There are a number of key features to the promoter region that give it the ability to provide the signal initiating transcription. While nearly all promoters vary slightly, they all have general traits that can be identified. Located approximately 10 and 32 base pairs upstream of the start site are two such regions, called the -10 and -35 sequences. Each sequence consists of six base pairs. For an ideal promoter, the sequence is TTGACA for the -35 region and TATAAT for the -10 region.
In addition to the specificity of the bases in these sequences, the spacing between the two is also important. Ideally, this gap is 17 base pairs long. Deviations from this spacing have significant effects on the strength of the promoter region. The closer a promoter region is to matching this canonical promoter sequence, the greater its strength.

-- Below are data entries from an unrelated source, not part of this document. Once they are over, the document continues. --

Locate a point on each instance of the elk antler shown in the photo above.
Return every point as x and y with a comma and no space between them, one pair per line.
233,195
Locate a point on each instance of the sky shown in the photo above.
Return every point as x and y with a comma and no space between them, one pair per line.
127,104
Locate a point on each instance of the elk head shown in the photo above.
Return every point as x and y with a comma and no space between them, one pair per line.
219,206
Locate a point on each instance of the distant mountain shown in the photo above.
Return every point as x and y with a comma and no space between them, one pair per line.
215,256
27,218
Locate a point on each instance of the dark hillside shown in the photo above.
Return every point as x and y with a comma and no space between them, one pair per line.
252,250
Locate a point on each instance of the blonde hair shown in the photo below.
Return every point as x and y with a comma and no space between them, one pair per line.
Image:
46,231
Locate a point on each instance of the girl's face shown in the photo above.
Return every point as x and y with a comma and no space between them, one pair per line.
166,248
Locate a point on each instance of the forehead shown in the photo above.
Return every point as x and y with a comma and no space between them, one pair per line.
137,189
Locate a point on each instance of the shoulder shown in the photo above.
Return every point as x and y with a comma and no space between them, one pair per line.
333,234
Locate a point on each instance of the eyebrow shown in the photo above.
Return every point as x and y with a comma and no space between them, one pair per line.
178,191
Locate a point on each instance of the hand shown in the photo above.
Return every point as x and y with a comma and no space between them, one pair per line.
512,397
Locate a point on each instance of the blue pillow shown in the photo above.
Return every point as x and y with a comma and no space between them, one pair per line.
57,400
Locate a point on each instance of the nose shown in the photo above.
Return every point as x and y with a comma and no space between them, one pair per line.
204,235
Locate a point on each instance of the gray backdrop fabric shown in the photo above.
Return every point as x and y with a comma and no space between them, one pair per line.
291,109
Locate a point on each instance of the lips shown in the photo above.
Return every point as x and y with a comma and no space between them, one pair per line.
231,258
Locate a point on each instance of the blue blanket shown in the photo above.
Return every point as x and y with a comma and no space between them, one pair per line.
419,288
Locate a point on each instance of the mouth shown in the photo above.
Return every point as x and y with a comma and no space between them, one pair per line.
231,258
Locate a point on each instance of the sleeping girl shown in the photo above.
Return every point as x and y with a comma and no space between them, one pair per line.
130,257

There is a third promoter element that is sometimes seen in very strong promoters which is called the UP element. It usually is composed of alternating stretches of 5 adenine and thymine bases. It is located upstream of the -35 region.
RNA polymerase binds to the DNA helix at the start site. Bound to DNA, it covers a 60 base pair region within which it scans for the -35 and -10 promoters. Initially, the polymerase, and specifically the sigma subunit, binds in what is called a "closed complex" to the DNA. The RNA polymerase/promoter complex then undergoes a conformational change that breaks a number of base pairs extending from the -10 region to create a bubble in which the two DNA strands have separated. This bubble is usually approximately 17 base pairs in length. This new formation is called the "open complex". RNA synthesis is then initiated using one of the DNA strands as a template for adding complementary RNA base pairs. Transcription is usually initiated with a purine, rather than pyrimidine, base. Once initiated, the RNA polymerase moves down the DNA strand in the elongation process, which is covered in the next section.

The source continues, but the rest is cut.